Of course, this is a recognised problem. Wei et al. Name Matters: Taxonomic Name Recognition (TNR) in Biodiversity Heritage Library (BHL) (hdl:2142/14919) found that 35% of names in BHL OCR contained at least one wrong character. They compared the performance of two taxonomic name finding tools on BHL OCR (uBio's taxonFinder and FAT), neither of which did terribly well. Wei et al. found that different page types can influence the success of these algorithms, and suggested that automatically classifying pages into different categories would improve performance.

Personally, it seems to me that this is not the way forward. It's pretty obvious looking at the versions of "Eleutherodactylus" above that there are recognisable patterns in the OCR errors (e.g., "u" becoming "ii", "ro" becoming "w", etc.). After reading Peter Norvig's elegant little essay How to Write a Spelling Corrector, I suspect the way to improve the finding of taxonomic names is to build a "spelling corrector" for names. Central to this would be building a probabilistic model of the different OCR errors (such as "u" → "ii"), and use that to create a set of candidate taxonomic names the OCR string might actually be (the equivalent of Google's "did you mean", which is the subject of Norvig's essay). I had hoped to avoid doing this by using an existing tool, such as Tony Rees' TAXAMATCH, but it's a website not a service, and it is just too slow.

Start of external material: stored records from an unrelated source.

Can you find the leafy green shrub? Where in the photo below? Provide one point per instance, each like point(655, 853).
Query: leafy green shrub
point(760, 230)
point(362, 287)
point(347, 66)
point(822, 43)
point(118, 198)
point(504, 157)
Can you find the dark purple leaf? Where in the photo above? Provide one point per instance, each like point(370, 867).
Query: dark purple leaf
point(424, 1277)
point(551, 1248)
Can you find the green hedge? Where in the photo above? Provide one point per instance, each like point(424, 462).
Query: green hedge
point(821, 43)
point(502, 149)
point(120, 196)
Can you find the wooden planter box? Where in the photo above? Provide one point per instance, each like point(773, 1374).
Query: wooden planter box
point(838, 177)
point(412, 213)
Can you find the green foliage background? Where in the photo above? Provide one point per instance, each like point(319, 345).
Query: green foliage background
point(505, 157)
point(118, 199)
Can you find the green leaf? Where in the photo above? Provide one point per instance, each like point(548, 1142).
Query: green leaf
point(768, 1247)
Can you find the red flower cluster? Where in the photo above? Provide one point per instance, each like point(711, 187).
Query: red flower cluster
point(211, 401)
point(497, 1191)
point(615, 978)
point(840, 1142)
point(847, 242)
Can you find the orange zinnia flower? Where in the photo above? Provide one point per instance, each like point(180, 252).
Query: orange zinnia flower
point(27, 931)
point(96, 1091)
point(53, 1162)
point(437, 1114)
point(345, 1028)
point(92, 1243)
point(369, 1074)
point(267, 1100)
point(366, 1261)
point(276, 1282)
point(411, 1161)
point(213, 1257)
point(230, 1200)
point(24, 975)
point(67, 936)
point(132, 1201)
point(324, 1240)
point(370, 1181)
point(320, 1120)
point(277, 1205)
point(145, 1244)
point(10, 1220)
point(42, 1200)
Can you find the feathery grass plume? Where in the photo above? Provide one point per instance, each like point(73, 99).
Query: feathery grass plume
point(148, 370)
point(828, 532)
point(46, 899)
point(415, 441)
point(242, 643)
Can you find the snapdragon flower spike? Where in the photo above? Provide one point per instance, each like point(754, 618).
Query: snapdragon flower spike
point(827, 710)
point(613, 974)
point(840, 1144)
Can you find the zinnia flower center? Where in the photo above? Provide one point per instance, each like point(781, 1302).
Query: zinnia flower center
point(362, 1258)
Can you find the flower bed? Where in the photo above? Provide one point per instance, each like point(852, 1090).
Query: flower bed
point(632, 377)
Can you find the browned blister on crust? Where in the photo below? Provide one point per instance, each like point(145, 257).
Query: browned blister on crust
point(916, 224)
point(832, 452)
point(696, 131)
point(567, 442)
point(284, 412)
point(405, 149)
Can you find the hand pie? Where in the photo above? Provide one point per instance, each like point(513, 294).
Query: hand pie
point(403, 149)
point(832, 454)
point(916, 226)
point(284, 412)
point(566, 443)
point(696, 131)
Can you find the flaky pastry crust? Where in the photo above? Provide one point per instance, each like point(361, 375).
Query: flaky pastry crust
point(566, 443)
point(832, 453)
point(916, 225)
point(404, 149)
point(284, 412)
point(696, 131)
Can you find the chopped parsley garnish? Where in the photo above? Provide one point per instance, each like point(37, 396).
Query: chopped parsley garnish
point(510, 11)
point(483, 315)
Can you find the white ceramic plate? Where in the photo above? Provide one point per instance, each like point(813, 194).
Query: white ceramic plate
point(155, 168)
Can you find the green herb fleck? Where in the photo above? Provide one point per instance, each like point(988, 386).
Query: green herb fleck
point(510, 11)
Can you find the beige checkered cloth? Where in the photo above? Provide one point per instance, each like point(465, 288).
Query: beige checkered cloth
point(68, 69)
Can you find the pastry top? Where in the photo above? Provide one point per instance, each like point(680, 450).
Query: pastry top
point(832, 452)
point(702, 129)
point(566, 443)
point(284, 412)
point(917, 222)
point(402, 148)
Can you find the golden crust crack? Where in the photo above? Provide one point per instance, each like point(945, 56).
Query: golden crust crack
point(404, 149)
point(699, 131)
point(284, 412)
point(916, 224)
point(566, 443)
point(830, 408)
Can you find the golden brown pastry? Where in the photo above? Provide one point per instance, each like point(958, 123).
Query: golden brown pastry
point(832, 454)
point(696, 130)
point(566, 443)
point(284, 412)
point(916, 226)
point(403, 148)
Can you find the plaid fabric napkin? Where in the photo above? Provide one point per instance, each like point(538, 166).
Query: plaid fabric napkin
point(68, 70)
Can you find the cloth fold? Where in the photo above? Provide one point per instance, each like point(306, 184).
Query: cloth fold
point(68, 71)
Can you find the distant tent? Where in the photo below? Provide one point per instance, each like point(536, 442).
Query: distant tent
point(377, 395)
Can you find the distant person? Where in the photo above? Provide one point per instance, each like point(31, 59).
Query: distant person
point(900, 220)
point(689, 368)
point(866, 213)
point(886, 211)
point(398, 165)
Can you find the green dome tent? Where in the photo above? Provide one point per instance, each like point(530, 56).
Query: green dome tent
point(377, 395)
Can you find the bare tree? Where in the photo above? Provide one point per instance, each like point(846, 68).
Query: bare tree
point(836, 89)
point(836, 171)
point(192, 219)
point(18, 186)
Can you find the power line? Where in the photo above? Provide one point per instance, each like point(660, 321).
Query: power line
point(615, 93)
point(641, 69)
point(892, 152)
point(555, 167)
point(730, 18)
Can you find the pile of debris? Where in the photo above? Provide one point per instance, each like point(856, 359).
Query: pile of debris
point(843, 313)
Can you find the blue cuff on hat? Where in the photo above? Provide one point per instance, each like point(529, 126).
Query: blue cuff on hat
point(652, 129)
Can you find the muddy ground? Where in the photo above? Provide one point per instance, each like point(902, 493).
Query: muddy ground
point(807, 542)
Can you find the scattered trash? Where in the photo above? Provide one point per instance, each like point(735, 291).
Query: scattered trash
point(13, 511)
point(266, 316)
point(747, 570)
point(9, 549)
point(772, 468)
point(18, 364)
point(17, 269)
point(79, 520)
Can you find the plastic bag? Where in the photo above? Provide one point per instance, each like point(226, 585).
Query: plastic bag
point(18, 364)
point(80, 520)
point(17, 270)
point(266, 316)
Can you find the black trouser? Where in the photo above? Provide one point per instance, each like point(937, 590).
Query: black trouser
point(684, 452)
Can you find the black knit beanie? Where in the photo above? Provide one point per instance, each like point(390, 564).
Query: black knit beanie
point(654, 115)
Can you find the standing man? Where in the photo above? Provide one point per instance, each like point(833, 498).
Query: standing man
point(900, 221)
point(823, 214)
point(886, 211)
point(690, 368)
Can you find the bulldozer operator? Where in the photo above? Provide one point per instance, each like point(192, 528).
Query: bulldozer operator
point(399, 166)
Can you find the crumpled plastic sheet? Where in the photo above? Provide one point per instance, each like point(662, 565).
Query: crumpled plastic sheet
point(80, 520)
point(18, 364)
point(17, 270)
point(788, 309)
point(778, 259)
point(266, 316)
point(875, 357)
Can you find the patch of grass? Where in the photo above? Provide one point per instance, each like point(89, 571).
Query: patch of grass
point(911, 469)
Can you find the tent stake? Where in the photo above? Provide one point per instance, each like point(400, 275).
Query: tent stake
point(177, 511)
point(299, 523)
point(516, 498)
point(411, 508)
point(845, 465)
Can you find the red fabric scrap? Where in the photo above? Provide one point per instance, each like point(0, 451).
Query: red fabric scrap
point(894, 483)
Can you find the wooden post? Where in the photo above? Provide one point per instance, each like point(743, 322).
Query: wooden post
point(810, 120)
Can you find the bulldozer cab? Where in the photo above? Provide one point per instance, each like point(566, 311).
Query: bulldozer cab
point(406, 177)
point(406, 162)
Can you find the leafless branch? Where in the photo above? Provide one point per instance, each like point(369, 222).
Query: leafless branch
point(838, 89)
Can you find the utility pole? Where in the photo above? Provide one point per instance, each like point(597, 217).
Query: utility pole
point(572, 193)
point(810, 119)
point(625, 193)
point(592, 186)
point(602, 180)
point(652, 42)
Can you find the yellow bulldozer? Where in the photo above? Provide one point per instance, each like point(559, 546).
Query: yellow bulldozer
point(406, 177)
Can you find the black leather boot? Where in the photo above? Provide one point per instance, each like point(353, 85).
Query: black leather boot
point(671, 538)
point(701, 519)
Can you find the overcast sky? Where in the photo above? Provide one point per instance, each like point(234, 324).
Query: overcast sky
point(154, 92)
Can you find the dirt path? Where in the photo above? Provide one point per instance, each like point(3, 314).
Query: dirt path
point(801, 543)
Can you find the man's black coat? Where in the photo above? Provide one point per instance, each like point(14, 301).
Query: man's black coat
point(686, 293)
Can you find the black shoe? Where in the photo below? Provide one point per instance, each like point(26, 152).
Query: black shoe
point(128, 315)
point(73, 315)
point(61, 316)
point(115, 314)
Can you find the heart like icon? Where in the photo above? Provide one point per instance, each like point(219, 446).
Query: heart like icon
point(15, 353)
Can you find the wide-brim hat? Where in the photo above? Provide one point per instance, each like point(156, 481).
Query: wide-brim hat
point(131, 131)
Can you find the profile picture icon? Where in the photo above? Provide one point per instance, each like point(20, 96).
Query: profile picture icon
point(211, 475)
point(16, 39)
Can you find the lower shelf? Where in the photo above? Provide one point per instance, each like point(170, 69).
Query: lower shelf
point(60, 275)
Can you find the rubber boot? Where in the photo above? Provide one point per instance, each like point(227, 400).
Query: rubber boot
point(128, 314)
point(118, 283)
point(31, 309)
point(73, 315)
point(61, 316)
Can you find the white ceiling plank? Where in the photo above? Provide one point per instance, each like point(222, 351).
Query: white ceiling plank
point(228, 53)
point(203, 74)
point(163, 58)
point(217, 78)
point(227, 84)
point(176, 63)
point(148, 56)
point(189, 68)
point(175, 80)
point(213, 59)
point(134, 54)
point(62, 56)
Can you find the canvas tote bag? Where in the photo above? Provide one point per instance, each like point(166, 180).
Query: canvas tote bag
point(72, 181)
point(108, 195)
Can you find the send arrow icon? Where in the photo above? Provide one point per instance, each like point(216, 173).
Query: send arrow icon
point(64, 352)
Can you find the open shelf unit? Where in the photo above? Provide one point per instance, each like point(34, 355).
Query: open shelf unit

I've started doing some background reading on the topic of spelling correction and OCR, and I've created a group on Mendeley called OCR - Optical Character Recognition to bring these papers together. I'm also fussing with some simple code to find misspellings of a given taxonomic names in BHL text, use the Needleman–Wunsch sequence alignment algorithm to align those misspellings to the correct name, and then extract the various OCR errors, building a matrix of the probabilities of the various transformations of the original text into OCR text.

One use for this spelling correction would be in an interactive BHL viewer. In addition to showing the taxonomic names that uBio's taxonFinder has located in the text, we could flag strings that could be misspelt taxonomic names (such as "Eleutherockictylus") and provide an easy way for the user to either accept or reject that name. If we are going to invite people to help clean up BHL text, it would be nice to provide hints as to what the correct answer might be.